An understanding of quaternions always helps when moving your spaceship or whatever else through 3D space.

commented: Add time and you're moving! +0

Physics engines for video games covers all the non-stochastic topics. Turn-based strategy games usually involve lots of probability & statistics -> hit chance, randomized damage. All deck-building videogames involve tons of probability & statistics.

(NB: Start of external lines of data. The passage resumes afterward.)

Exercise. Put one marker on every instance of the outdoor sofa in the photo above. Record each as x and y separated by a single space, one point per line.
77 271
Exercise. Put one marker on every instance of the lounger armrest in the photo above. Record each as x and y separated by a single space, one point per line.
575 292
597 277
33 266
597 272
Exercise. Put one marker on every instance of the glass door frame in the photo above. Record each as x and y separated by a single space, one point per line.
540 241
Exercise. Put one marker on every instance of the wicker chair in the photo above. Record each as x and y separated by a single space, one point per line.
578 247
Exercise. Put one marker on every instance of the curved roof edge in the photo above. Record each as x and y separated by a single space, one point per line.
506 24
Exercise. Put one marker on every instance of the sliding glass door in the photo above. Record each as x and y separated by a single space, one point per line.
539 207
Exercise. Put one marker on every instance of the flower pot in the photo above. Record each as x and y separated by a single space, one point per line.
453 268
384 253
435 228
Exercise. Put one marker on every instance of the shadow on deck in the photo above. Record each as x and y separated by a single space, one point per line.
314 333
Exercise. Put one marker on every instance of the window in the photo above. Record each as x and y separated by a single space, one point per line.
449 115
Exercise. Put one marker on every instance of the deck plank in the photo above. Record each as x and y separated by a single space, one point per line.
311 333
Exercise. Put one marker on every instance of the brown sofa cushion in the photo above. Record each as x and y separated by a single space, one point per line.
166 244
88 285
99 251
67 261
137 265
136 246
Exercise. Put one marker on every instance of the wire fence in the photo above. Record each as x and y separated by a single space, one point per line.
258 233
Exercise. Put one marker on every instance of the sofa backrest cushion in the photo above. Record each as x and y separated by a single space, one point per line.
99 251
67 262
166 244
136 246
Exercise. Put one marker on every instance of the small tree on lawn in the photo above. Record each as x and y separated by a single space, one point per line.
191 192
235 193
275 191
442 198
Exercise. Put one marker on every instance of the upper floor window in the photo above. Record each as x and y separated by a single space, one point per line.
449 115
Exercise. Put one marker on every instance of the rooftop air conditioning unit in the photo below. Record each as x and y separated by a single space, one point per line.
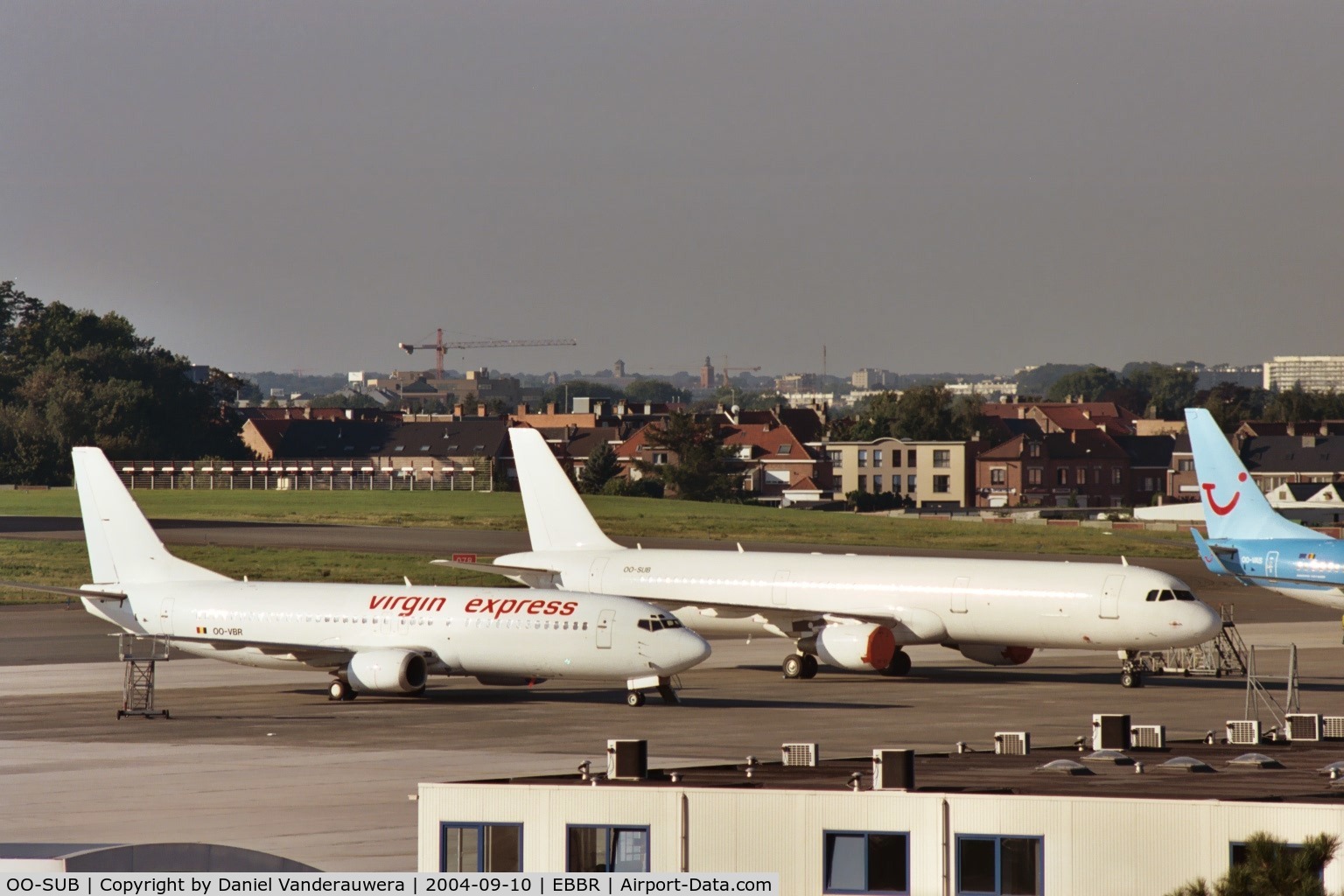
1148 737
1303 727
1243 732
892 768
1110 732
800 754
626 760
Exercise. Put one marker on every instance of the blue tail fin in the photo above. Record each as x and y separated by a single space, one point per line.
1234 507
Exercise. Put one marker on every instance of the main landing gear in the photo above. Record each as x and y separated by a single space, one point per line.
663 684
1130 672
800 665
898 667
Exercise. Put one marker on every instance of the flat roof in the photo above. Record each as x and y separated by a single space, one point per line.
1298 780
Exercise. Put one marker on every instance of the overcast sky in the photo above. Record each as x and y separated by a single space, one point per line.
920 186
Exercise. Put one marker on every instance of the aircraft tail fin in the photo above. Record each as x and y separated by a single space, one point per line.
122 546
1234 507
556 519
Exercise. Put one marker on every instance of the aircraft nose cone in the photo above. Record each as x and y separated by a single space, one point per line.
680 652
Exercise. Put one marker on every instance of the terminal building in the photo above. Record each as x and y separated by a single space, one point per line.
1002 820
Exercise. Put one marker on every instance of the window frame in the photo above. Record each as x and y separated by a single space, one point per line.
611 830
999 883
865 835
480 826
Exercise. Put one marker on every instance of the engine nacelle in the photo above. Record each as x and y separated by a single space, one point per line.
995 655
859 648
388 672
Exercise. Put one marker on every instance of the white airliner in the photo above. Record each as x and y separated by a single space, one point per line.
373 639
855 612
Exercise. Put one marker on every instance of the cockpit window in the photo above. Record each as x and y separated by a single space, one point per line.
657 624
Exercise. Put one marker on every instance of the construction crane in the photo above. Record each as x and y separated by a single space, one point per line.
440 346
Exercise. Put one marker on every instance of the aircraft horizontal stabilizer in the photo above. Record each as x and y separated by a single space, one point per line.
72 592
531 577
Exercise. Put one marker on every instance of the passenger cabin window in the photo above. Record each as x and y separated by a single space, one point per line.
865 863
591 850
480 848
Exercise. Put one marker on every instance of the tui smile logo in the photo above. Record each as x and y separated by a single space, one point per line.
1222 509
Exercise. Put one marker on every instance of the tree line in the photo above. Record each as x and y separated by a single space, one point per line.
73 378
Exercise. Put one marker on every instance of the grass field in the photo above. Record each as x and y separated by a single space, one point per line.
634 517
65 564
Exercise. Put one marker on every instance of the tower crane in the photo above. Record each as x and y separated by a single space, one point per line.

You mention quadratics and vectors and stuff. A very simple videogame from yesteryear had two parties, A and B, shooting cannonballs at each other from opposite sides of a simple 2D screen -- a "side-scrolling shooter," without any scrolling (though you could always fancy it up with scrolling, if you wanted a bigger playfield than would fit on the screen). Each player specified an angle of gun elevation, and an amount of gunpowder (the more gunpowder, the faster the cannonball came out of the cannon, the further it would go horizontally, etc.) The program then displayed the trajectory of the cannonball as it went along, and blew something up wherever it landed. (Whoever blew up the opponent's cannon, won the game.)
Trajectories are parabolas - - which are quadratics - - and the cannonball's initial velocity is a vector of magnitude cannon's-muzzle-velocity in the direction the cannon is aimed, i.e. "at an angle" to both the horizontal and vertical axes, which you would have to separate it into X and Y components using trigonometry. I don't know if this is the sort of thing you're talking about, but it's easy to explain, easy to program, easy to display, etc. - - no fooling around with the mechanics of modern videogame frameworks etc. Just draw lines and shapes on a bitmapped flat screen. You could probably think of all kinds of variations - - multiple targets, multiple guns, every so often have a bird or plane or anti-cannonball flak come out that your cannonball hits and gets its velocity or angle of travel changed, so you have to change the quadratic equation from that point forward... or something. :-) I'm sure your teacher doesn't expect miracles.Good luck!